File photo: cattle stuck in boggy ground
It seems the UN black entitlement to crime has found its way to Western Australia where Aborigines are treated quite leniently by courts when it comes to crime, in this case serious animal welfare offences.
Deliberate mishandling of cattle and negligence in their husbandry caused the deaths of more than 1000 head at Pilbara station Yandeyarra but the Perth Magistrates court handed down just a $50,000 fine which almost certainly will be covered by taxpayer funds.
Negligence and deaths of large numbers of cattle owned by Aboriginal pastoral corporations have become legend throughout the cattle industry over decades.
Management of their vast properties has been questioned for years when stories emerge of white stockmen or owners of adjoining stations discover mobs of cattle left in yards without feed or water and the absence of any Aboriginal stockmen on the property. Other cases involved bogged cattle left when stuck in bore drains, dams or soaks or being starved in yards or paddocks with no feed.
One incident relayed to Cairns News about 10 years ago was that a neighbour to one of the indigenous stations was trying to contact the manager by phone but was unable to get through. In frustration he drove to the property only to find it unoccupied but he did find a mob of cattle locked in a yard without feed or water.
A number had already perished and others were just hanging on.
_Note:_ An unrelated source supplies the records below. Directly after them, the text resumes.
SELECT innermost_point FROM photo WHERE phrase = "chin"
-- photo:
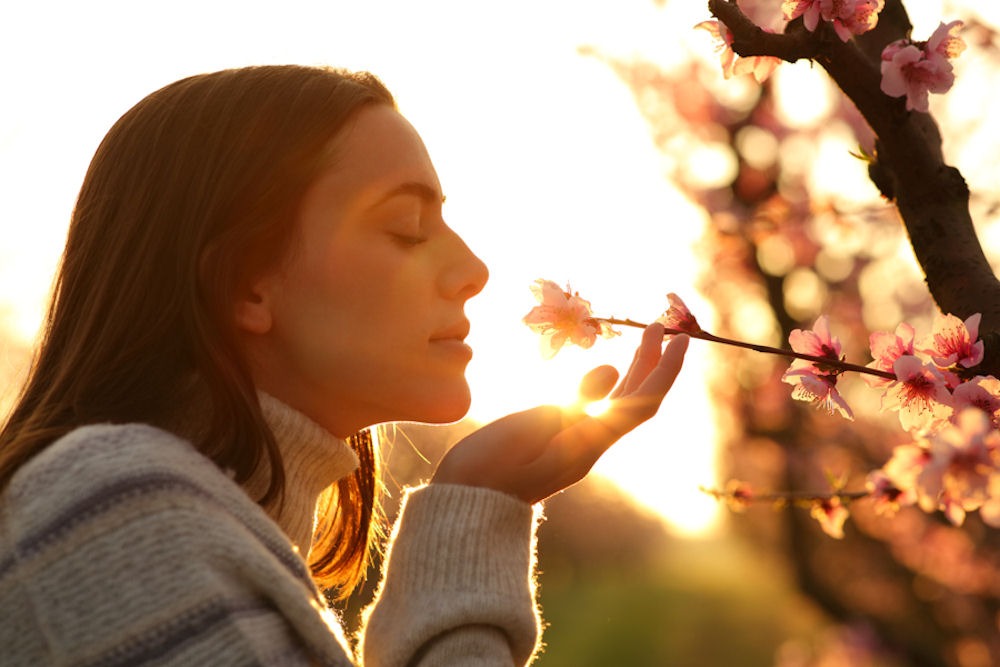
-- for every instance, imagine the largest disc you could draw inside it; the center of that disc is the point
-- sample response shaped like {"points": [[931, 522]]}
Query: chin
{"points": [[445, 409]]}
He let those that could walk out of the yard and had to shoot those that could not recover.
The neighbour discovered the station crew had left for town to get on the grog after they had sold a mob of cattle the week before and the money had turned up.
No action was taken against these station owners at the time.
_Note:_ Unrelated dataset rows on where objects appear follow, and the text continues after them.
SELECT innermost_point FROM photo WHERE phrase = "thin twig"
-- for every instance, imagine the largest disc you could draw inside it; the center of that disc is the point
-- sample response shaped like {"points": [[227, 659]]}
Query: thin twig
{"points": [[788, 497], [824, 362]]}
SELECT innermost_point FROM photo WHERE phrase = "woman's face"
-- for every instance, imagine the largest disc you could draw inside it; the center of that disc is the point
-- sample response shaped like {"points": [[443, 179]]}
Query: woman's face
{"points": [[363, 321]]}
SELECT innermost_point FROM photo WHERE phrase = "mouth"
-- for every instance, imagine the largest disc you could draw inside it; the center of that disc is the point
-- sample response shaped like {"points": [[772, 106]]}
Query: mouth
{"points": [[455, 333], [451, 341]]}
Most Aboriginal stations are held in trust by the Indigenous Land Corporation which has, according to its annual 2021-22 return a $286m Australian rural property portfolio with additional financial assets of $363m, topped up for 2021-22 year by government to the tune of $68m.
Many others in the cattle industry would like to be treated with similar government largess.
The story of the West Australian animal welfare prosecution from ABC Rural:
A prominent WA cattle industry figure says the $50,000 fine handed to the operators of a remote station over the deaths of 1,000 cattle “makes a mockery” of Western Australia’s animal welfare laws.
- Mugarinya Community Association has been fined $50,000 over more than 1,000 cattle deaths at Yandeyarra
- A cattle industry figure says the penalty is not severe enough
- The department says the fine sends the appropriate message and won’t be appealed
The Mugarinya Community Association, which operates the Yandeyarra Reserve south of Port Hedland, was fined in the WA Magistrates Court last month in connection with the deaths at its station in 2019.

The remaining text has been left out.